Created attachment 436218 [details]
Description of problem:
Qpid broker with resized store (duplicated) with resize utility, fails to start again, with:
Daemon startup failed: Queue tx-test-1: recoverMessages() failed: jexception 0x0405 fcntl::add_rd_subm_cnt_dblks() threw JERR_FCNTL_RDOFFSOVFL: Attempted increase read offset past write offset. (pfid=1 lfid=1 rd_subm_cnt_dblks=4 incr=2560 wr_subm_cnt_dblks=4) (MessageStoreImpl.cpp:1018)
2010-08-02 04:42:16 critical Unexpected error: Removing stale lock file /root/.qpidd/qpidd.48667.pid
Version-Release number of selected component (if applicable):
Steps to Reproduce:
see attached shell script
Broker fails to start
Broker should start
Created attachment 436220 [details]
There are several issues uncovered from this test.
A. Bugs - two are present here, one uncovered by the other:
1. Resize failed when the message size > file size. It failed so as to
leave the store it was resizing partly written, and the only record
that had been written was being truncated.
2. The store, on recovery of this truncated record threw a
JERR_FCNTL_RDOFFSOVFL error. This is also a bug, and should not occur.
The store needs to be stable when recovering any partly written journal.
I'll open a separate bug for this when I isolate a reproducer.
B. Test script issues: Looking at the test script, there are several issues that need comment:
1. Current settings have the size of the records being stored > file size.
Given that only 4 files are in use and 10 records are being stored, this
represents a highly mismatched sizing scenario, and only one record will
fit into the journal before the enqueue threshold is hit while writing
the second record.
2. The current script does not change the size of the store, but resizes it
to the same size as it was. Clearly this scenario should also be tested,
but resizing to smaller or bigger sizes is desired here.

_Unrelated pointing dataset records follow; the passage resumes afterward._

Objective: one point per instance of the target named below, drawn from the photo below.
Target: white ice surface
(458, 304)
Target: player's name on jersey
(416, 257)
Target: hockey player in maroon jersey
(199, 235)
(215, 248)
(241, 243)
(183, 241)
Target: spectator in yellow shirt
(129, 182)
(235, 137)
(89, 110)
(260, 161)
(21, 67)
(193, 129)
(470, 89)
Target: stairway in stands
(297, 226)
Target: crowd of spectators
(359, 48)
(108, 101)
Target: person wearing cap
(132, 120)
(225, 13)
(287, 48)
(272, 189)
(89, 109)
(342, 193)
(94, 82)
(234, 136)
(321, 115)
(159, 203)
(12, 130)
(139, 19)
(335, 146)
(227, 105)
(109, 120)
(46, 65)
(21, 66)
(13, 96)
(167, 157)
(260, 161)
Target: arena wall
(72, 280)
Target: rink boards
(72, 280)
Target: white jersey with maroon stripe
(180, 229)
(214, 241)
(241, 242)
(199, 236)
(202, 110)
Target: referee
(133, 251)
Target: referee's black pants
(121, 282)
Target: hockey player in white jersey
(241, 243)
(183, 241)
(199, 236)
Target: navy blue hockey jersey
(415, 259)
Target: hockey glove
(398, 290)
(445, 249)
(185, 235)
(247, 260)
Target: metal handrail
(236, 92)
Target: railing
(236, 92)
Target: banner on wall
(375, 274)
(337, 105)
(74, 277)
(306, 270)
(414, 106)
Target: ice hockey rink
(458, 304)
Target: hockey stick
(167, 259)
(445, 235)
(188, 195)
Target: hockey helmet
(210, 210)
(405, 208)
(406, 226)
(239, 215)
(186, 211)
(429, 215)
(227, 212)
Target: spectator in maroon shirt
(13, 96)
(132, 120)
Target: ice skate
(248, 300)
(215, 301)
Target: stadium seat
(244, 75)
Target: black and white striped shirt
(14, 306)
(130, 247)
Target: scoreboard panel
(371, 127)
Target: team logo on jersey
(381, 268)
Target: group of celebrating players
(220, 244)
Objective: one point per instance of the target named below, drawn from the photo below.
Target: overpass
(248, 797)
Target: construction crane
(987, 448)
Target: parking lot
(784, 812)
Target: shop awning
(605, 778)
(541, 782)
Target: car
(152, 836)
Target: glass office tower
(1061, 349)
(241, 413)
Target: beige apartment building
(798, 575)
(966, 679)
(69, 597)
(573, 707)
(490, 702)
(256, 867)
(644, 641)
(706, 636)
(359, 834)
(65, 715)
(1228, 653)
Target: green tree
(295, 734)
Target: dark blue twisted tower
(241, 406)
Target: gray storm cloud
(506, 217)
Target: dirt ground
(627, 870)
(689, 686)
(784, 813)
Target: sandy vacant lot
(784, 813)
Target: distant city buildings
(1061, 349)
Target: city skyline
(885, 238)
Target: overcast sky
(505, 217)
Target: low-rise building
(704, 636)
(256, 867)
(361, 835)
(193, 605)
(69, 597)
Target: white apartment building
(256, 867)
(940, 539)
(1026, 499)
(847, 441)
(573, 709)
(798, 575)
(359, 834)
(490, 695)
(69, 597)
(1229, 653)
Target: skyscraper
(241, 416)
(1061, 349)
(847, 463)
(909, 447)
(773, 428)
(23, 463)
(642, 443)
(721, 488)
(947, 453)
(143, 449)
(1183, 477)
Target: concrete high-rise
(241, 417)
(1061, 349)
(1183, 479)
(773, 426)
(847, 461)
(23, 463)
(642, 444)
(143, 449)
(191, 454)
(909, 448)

3. The return result from the resize operation is ignored. If resize returns
a non-zero result, then an error/exception occurred during resizing and
the test should skip to the end of the test cycle and move on to the next
4. The script kills the broker immediately after qpid-txtest ends. This does
not leave any time for the broker to flush before being killed, leaving
the end of the records that were written truncated. Given that only one
record fits (see point 1 above), this leaves the only record truncated,
and thus a store with no recoverable records.
5. If a test fails, save the store dir in question for analysis. The store
dir should have a bak direcory in it containing a copy of the original
store before it was resized.
C. Test program: qpid-txtest:
1. The program is now called qpid-txtest.
2. Note that qpid-txtest does not handle closed connections during
initialization phase of its test (this is what happens when the enqueue
threshold error is raised). ie while loading the initial messages.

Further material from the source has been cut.